Victor Duchovni wrote:
To enable EECDH on a TLSv1 server:
SSL_CTX *server_ctx
int nid;
EC_KEY *ecdh;
const char *curve;
/*
* Elliptic-Curve Diffie-Hellman parameters are either "named curves"
* from RFC 4492 section 5.1.1, or explicitly described curves over
* binary fields. OpenSSL only supports the "named curves", which provide
* maximum interoperability. The recommended curve for 128-bit work-factor
* key exchange is "prime256v1" a.k.a. "secp256r1" from Section 2.7 of
* http://www.secg.org/download/aid-386/sec2_final.pdf
*/
if ((nid = OBJ_sn2nid(curve)) == NID_undef) {
/* unknown curve */
return (0);
}
ERR_clear_error();
if ((ecdh = EC_KEY_new_by_curve_name(nid)) == 0
|| SSL_CTX_set_tmp_ecdh(server_ctx, ecdh) == 0) {
tls_print_errors();
return (0);
}
return (1);
To enable ECDSA certs, just configure an additional cert/key pair in
the server. You can configure up to 3 certficates, one RSA cert, one
DSA cert and one ECDSA cert.

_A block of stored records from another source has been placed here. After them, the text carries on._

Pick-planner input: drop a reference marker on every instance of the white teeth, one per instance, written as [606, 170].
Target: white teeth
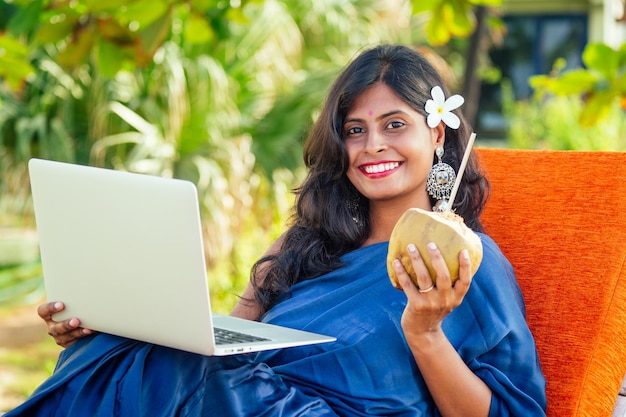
[377, 169]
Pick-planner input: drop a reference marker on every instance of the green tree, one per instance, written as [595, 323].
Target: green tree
[601, 84]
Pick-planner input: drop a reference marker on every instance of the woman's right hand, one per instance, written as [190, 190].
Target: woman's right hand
[66, 332]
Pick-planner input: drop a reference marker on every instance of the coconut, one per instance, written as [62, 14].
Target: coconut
[446, 229]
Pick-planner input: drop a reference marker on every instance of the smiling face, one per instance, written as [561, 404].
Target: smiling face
[390, 148]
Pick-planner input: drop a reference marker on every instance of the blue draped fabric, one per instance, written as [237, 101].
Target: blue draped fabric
[368, 371]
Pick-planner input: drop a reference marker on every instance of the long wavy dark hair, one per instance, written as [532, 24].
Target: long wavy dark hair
[331, 217]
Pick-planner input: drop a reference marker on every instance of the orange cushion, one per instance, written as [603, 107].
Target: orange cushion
[560, 218]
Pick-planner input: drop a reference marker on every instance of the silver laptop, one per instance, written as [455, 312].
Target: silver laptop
[124, 252]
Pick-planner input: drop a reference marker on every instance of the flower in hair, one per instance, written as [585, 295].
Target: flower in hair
[438, 109]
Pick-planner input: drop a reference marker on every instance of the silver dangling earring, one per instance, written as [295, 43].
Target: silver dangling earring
[440, 182]
[354, 206]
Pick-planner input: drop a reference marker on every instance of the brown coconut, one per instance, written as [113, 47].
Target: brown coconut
[447, 230]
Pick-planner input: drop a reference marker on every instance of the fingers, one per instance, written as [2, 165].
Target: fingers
[64, 332]
[46, 310]
[424, 281]
[465, 272]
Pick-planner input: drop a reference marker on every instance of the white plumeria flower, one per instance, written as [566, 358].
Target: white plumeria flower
[439, 109]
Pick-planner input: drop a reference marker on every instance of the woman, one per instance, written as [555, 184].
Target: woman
[448, 350]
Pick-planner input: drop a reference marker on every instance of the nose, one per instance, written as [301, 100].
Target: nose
[375, 143]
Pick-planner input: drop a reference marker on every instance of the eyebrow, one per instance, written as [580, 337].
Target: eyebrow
[382, 116]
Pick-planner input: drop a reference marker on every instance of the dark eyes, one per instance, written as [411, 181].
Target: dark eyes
[395, 125]
[355, 130]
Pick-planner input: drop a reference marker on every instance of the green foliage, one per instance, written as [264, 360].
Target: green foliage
[450, 18]
[602, 83]
[552, 123]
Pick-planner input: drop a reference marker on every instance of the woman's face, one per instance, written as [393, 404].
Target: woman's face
[390, 148]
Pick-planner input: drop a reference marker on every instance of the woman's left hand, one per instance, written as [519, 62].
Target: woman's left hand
[427, 308]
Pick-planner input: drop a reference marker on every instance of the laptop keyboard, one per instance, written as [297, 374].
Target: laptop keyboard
[225, 337]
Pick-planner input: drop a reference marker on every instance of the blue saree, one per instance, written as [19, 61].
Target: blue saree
[368, 371]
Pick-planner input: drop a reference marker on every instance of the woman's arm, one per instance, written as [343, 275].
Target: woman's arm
[456, 390]
[65, 332]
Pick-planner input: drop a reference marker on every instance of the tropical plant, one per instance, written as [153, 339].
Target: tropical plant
[553, 123]
[601, 84]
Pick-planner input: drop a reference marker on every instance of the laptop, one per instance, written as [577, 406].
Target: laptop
[124, 252]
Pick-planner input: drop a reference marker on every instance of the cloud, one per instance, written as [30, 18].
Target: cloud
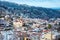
[40, 3]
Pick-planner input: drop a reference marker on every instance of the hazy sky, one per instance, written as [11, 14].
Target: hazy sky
[40, 3]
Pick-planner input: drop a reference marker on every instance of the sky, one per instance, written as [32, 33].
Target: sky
[38, 3]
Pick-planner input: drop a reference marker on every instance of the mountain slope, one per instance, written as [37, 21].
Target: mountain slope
[29, 11]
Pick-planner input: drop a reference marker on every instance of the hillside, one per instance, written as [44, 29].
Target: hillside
[29, 11]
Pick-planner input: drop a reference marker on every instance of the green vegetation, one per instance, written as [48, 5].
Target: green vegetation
[49, 26]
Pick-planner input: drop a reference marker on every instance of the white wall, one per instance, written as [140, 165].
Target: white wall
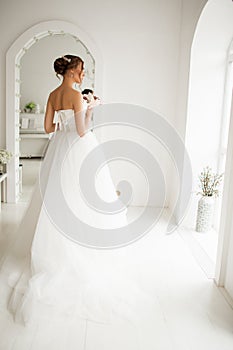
[141, 43]
[210, 46]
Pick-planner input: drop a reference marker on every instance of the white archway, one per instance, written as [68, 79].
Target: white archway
[13, 56]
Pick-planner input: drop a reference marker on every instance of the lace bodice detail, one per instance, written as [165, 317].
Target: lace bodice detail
[64, 119]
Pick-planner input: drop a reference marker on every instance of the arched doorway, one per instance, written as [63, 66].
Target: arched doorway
[13, 56]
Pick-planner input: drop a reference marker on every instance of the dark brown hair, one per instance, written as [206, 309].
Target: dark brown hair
[62, 64]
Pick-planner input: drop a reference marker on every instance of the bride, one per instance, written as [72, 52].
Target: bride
[48, 273]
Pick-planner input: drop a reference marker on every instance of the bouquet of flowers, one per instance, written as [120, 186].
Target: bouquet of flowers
[5, 156]
[209, 182]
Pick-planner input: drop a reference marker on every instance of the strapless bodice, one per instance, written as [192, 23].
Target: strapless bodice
[64, 119]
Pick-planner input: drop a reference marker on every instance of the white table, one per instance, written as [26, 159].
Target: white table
[3, 179]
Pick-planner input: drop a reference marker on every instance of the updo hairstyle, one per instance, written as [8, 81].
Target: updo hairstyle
[64, 63]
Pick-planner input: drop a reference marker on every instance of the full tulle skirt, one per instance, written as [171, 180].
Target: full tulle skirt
[47, 276]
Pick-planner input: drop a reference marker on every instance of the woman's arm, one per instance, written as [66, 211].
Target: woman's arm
[49, 125]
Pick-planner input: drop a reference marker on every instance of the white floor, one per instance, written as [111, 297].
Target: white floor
[189, 312]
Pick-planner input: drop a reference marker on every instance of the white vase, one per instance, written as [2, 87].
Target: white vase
[205, 214]
[1, 169]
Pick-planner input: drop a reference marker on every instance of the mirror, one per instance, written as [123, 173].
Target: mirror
[37, 80]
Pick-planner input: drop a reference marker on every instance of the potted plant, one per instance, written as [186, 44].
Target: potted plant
[209, 183]
[29, 107]
[5, 156]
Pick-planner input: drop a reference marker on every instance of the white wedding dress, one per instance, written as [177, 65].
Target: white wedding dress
[45, 275]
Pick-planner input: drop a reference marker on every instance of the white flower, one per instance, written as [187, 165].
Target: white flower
[5, 156]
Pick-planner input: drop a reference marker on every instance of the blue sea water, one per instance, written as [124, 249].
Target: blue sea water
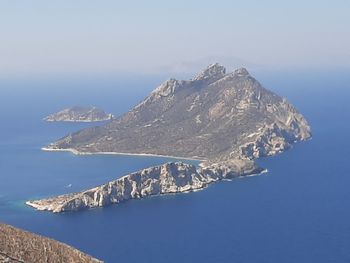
[297, 212]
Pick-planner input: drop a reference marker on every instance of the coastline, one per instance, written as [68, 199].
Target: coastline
[76, 152]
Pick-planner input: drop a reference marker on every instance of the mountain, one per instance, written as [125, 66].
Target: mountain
[215, 116]
[225, 120]
[79, 114]
[17, 245]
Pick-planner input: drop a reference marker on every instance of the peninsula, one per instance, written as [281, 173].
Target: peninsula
[79, 114]
[226, 120]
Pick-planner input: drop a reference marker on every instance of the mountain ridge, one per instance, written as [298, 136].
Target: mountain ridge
[207, 117]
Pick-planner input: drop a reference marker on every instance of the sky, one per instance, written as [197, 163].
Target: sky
[56, 37]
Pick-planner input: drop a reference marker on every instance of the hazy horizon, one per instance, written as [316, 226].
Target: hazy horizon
[43, 38]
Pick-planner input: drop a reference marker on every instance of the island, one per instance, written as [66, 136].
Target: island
[17, 245]
[79, 114]
[225, 120]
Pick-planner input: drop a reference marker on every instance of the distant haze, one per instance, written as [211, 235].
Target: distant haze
[83, 37]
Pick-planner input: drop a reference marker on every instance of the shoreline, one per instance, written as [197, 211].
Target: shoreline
[76, 152]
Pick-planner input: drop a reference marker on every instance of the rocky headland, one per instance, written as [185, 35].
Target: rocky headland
[79, 114]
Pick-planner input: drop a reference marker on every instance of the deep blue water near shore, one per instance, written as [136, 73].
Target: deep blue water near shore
[297, 212]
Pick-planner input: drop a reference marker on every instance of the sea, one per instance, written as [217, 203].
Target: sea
[299, 211]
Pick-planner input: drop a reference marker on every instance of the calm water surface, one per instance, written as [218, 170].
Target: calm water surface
[297, 212]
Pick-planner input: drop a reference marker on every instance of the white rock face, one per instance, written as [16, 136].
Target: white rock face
[164, 179]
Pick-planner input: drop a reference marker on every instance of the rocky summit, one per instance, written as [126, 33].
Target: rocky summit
[226, 120]
[214, 116]
[17, 245]
[79, 114]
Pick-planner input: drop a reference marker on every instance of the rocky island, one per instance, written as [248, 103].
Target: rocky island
[226, 120]
[17, 245]
[79, 114]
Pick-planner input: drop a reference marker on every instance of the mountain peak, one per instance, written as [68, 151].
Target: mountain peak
[213, 71]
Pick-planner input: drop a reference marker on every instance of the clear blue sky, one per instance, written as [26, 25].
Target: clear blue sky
[83, 36]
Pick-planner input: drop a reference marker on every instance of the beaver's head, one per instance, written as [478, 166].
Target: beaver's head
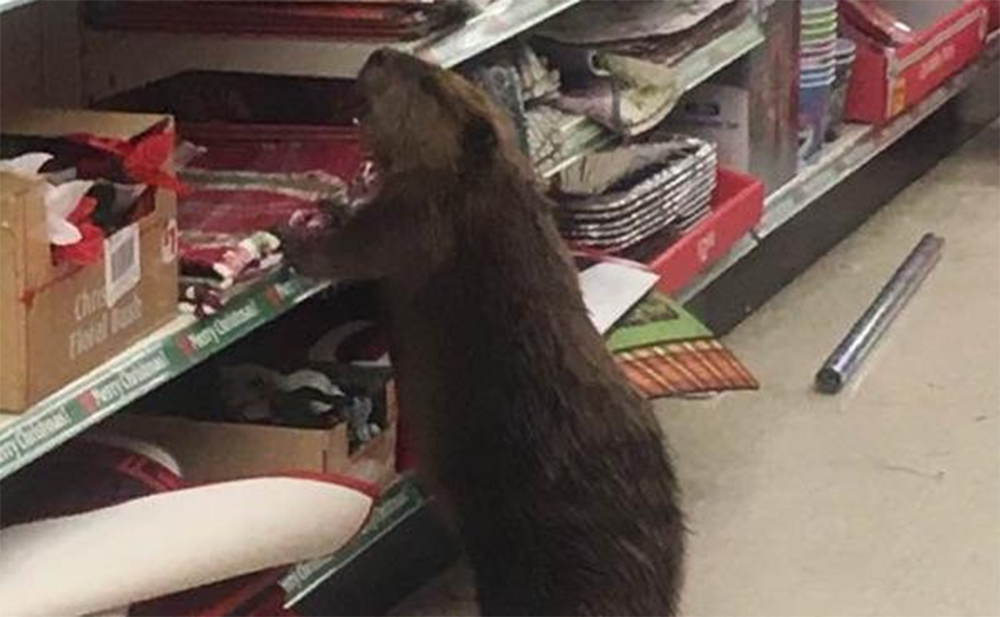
[422, 117]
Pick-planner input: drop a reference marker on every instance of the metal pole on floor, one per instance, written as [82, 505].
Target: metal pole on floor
[846, 359]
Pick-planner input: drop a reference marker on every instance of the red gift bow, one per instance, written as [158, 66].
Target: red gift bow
[91, 247]
[142, 157]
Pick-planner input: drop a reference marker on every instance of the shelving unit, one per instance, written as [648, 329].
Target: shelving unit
[693, 70]
[857, 146]
[109, 66]
[170, 351]
[400, 503]
[109, 56]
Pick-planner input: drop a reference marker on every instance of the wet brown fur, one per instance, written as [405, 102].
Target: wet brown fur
[555, 469]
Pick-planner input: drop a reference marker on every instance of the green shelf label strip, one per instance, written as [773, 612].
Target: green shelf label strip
[162, 356]
[400, 502]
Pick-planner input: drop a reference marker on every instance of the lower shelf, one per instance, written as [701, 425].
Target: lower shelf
[401, 502]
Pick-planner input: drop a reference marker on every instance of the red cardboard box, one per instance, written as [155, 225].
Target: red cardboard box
[887, 81]
[737, 208]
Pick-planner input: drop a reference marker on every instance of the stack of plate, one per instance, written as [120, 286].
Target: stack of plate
[670, 192]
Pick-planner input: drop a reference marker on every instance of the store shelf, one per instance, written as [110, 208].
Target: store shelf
[693, 70]
[858, 145]
[110, 67]
[401, 502]
[160, 357]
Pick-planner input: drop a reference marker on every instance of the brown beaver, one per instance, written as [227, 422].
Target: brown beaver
[553, 467]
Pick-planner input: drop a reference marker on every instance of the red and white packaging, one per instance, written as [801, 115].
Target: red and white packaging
[888, 80]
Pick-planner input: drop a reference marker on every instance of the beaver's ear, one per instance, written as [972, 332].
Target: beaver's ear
[479, 138]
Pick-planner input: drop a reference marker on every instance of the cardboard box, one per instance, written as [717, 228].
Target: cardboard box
[219, 451]
[55, 321]
[887, 81]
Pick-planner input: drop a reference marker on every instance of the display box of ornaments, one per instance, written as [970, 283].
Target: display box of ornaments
[88, 243]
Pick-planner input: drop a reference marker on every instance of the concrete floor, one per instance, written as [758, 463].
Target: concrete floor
[882, 501]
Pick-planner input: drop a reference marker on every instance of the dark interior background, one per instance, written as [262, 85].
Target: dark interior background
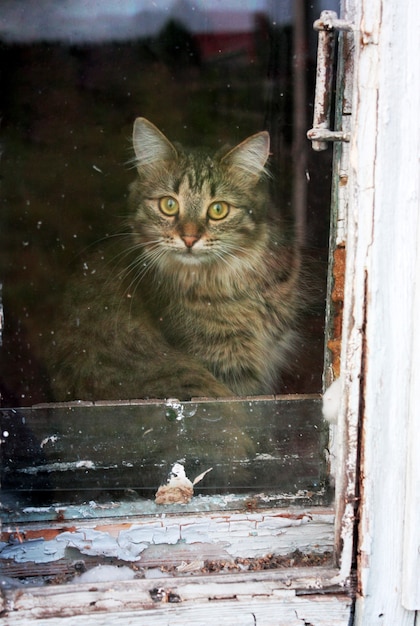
[71, 87]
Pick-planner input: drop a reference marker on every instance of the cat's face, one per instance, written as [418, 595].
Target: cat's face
[191, 208]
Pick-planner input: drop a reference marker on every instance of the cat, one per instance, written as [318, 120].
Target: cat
[200, 296]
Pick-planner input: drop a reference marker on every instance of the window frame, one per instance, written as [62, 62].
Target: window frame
[314, 593]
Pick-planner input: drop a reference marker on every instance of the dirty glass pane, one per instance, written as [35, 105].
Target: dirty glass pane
[74, 76]
[76, 454]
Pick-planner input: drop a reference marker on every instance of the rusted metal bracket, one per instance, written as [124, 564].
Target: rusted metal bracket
[321, 134]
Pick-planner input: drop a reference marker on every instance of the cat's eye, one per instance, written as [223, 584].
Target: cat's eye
[168, 205]
[218, 210]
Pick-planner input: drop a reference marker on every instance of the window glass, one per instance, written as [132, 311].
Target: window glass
[75, 76]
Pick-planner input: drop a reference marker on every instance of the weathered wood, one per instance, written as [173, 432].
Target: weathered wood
[226, 600]
[381, 319]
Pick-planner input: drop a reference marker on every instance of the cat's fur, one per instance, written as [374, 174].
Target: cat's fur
[190, 305]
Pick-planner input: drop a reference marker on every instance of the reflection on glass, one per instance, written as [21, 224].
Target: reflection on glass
[74, 82]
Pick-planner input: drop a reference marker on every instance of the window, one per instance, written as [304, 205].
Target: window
[68, 113]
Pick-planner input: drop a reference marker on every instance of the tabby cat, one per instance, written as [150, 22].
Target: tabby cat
[201, 296]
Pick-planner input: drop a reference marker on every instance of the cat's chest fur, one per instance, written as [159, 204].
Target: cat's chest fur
[231, 319]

The code for adding more certs is the
same for RSA and DSA.
Which cipher-suite will actually be used by the client and server depends
on the client's and server's cipherlist, and whether the server takes
the client's preferences or asserts its own. Clearly both the client and
server need to support EC ciphers.
Does 'openssl s_server' support this? Are there public ECC TLS
implementations this is known to interoperate with?